I don’t understand the weird arguments going on here. Hovering means to stay in one place in the air. It says nothing about air speed. Ground is the only reference needed for “in place”.
Are you "standing still" if you're sprinting at full pace, out of breath, heart pounding, but feet slipping on an icy slope so you have ground speed zero?

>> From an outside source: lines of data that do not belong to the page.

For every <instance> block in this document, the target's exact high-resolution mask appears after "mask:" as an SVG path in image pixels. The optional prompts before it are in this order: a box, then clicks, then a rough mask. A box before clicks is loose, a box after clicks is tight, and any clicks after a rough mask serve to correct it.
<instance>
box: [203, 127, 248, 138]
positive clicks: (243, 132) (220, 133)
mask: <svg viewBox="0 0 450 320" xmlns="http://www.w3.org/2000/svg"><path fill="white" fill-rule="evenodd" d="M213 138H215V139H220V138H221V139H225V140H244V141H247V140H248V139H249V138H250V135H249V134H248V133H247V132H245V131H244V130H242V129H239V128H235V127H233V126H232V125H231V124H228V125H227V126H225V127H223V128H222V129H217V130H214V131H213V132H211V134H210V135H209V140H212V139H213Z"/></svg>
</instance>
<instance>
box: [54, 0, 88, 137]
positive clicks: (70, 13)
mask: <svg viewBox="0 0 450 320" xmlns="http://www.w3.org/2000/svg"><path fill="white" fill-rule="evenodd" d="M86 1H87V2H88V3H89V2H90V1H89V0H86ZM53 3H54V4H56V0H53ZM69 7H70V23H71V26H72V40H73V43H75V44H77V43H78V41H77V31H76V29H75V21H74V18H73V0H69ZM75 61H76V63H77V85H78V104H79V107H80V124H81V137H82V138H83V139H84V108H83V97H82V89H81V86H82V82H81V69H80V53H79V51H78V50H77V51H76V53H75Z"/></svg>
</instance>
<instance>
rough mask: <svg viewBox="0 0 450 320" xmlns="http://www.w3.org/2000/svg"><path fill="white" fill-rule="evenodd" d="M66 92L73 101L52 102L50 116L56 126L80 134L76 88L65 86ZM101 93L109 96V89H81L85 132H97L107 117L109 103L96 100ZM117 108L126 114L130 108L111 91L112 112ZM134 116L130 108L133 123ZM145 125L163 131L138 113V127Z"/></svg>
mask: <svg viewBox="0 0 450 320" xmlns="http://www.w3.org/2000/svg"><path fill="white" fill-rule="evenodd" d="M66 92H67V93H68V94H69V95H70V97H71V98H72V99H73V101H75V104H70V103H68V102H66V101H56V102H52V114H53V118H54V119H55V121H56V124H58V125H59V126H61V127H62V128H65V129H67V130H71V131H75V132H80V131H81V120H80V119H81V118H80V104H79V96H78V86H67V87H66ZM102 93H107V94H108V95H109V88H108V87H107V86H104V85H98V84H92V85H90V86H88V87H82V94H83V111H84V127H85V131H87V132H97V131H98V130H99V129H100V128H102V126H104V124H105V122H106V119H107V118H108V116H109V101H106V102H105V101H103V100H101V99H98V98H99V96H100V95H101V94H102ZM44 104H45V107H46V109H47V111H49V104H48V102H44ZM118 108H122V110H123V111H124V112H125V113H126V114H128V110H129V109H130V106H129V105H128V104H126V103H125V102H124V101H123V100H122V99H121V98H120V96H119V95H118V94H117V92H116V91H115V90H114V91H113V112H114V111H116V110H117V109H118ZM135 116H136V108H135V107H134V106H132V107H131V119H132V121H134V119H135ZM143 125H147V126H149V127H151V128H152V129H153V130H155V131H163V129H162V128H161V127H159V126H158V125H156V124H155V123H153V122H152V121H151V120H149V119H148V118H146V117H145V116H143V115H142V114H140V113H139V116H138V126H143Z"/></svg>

saying something can hover usually implies that it can have a ground speed of 0 at an air speed of 0. If you leave out the air speed requirement then anything that can fly can hover
That doesn’t make sense. If something only hovers at air speed zero along with ground speed zero, then as soon as any wind whatsoever picks up, then that something is no longer hovering by your definition, even if it maintains the same place in the air. Hovering means to stay in the same place in the air. It doesn’t say anything about air speed, which is the delta between wind speed and ground speed.
https://youtu.be/BNNAxCuaYoc
And there's kestrels hovering. I have also seen hawks do this.
https://youtu.be/7j6OsP7zL6w
https://youtu.be/mDRcLAkRZ50
Edit: Now I've gotten on a YouTube binge and landed on New Zealand keas, which I didn't know about before. And damn are those birds intelligent.